Por ELISABETH ROSENTHAL
O navio de carga Ebba Maersk levou mais de um mês para navegar da Alemanha até Guangdong, na China, onde descarregou em uma sexta-feira recente -uma semana a mais do que demorava dois anos atrás. Mas, para a proprietária do navio, a gigante dinamarquesa da navegação Maersk, a demora representa um progresso.
Em uma cultura global dominada pela velocidade, da entrega de encomendas em 24 horas aos trens-bala e aos saques em caixas automáticos, a companhia adotou um slogan de vendas que poderá assustar clientes corporativos apressados: devagar é melhor.
Ao cortar pela metade suas velocidades máximas de cruzeiro nos últimos dois anos, a Maersk reduziu o consumo de combustível nas principais rotas em até 30%, baixando muito os custos. E a companhia também conseguiu um corte equivalente nas emissões de gases-estufa dos navios.
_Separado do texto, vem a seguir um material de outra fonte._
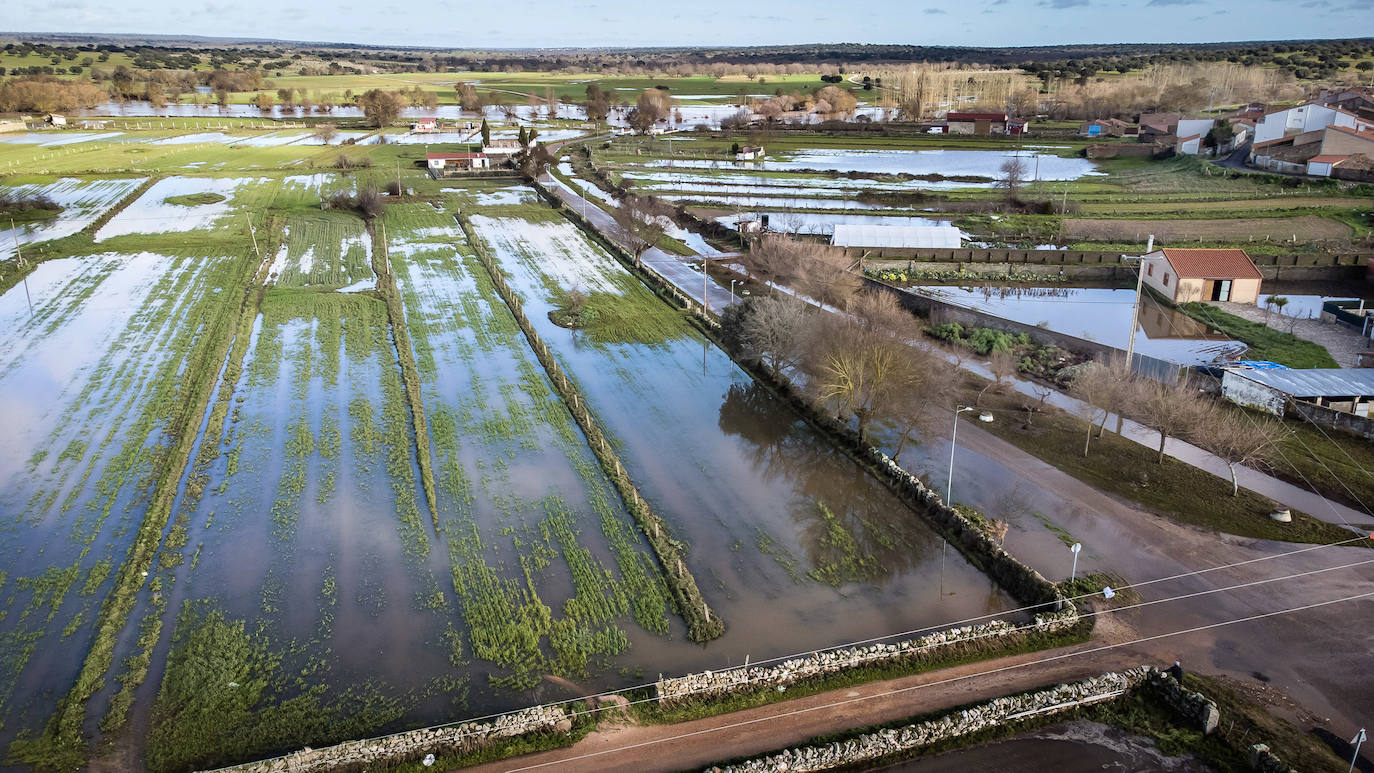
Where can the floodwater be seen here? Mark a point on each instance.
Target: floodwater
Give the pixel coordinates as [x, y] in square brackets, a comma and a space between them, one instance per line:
[1097, 313]
[81, 202]
[825, 224]
[766, 505]
[948, 162]
[1071, 747]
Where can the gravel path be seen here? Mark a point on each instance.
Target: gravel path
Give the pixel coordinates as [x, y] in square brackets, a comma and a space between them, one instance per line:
[1344, 343]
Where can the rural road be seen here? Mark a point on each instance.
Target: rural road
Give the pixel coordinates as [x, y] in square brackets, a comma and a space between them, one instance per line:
[1245, 577]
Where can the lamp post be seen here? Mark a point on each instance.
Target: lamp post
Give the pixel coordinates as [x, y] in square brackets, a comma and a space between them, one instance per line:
[954, 444]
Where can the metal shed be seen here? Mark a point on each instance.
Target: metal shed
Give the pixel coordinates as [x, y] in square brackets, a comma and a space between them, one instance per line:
[896, 236]
[1341, 389]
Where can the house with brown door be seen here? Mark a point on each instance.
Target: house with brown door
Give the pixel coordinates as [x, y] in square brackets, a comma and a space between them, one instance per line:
[1186, 275]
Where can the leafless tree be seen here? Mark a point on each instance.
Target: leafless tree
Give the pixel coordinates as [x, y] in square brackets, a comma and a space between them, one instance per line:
[778, 331]
[639, 221]
[1172, 409]
[1238, 438]
[1013, 176]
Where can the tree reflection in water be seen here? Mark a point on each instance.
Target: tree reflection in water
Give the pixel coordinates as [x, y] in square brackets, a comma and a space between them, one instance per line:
[869, 534]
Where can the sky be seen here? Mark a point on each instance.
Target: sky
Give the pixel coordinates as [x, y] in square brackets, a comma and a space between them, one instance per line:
[524, 24]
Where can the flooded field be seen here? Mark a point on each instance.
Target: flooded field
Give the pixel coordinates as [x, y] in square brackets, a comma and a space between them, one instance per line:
[1097, 313]
[323, 460]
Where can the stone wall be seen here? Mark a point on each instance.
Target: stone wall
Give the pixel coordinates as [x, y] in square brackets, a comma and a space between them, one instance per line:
[449, 739]
[884, 743]
[752, 678]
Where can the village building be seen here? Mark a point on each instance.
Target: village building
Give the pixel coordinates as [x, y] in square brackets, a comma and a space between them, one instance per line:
[893, 240]
[451, 164]
[503, 147]
[1279, 390]
[1108, 128]
[1186, 275]
[984, 124]
[1308, 117]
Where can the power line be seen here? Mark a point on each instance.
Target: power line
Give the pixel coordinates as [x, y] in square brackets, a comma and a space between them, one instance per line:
[976, 637]
[950, 680]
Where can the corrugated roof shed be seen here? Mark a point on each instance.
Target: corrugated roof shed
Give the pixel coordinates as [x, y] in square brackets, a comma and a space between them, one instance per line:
[896, 236]
[1315, 382]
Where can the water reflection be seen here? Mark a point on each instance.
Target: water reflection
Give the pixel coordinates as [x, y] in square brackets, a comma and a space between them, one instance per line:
[1098, 315]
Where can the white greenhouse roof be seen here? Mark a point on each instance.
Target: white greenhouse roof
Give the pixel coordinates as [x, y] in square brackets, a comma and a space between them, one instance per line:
[875, 236]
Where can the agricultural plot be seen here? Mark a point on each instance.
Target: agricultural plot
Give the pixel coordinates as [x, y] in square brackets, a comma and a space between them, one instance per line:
[302, 548]
[548, 573]
[81, 202]
[324, 250]
[785, 534]
[94, 382]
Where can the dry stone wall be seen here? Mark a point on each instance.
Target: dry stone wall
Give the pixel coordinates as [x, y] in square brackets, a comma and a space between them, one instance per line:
[451, 739]
[884, 743]
[750, 678]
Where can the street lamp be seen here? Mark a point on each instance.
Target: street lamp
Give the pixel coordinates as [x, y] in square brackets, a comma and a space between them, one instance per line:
[954, 444]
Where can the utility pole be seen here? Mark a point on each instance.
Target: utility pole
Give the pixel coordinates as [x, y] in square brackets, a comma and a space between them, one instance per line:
[253, 235]
[18, 258]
"O enfoque anterior era no preço e na rapidez da entrega", disse Soren Stig Nielsen, diretor de sustentabilidade da Maersk, salientando que a prática começou em 2008, quando o preço do barril de petróleo saltou para US$ 145. "Mas, hoje, existe uma terceira dimensão", disse. "Qual é a pegada de CO2?"
Viajar mais lentamente, acrescentou, é "uma ótima oportunidade" para cortar emissões "sem um salto em inovação".
As emissões dos transportes dispararam nas últimas três décadas, enquanto o comércio global crescia rapidamente.
O mantra era "preciso disso agora". Mas o resultado é que aviões, navios, carros e caminhões costumam viajar em velocidades muito acima da eficiência máxima de consumo. Reduzir as velocidades diminui as emissões porque reduz o empuxo e o atrito. Esse princípio é verdadeiro no ar e na terra. Os aviões poderiam reduzir as emissões desacelerando 10%, acrescentando apenas cinco ou seis minutos a uma viagem entre Nova York e Boston ou entre Copenhague e Bruxelas, disse Peder Jensen, especialista em transporte da Agência Ambiental Europeia.
"Existe uma sensação de urgência que nós criamos", disse Tim Castleman, fundador do grupo americano Projeto de Conservação Drive55.
É claro que a navegação, mesmo em velocidades convencionais, é muito mais eficiente que o tráfego rodoviário. Transportar por navio uma tonelada de brinquedos de Xangai até a Alemanha gera menos emissões do que levá-la depois até Berlim de caminhão.
"Inicialmente havia ceticismo", disse Philip Damas, diretor da Drewry Shipping Consultants, em Londres.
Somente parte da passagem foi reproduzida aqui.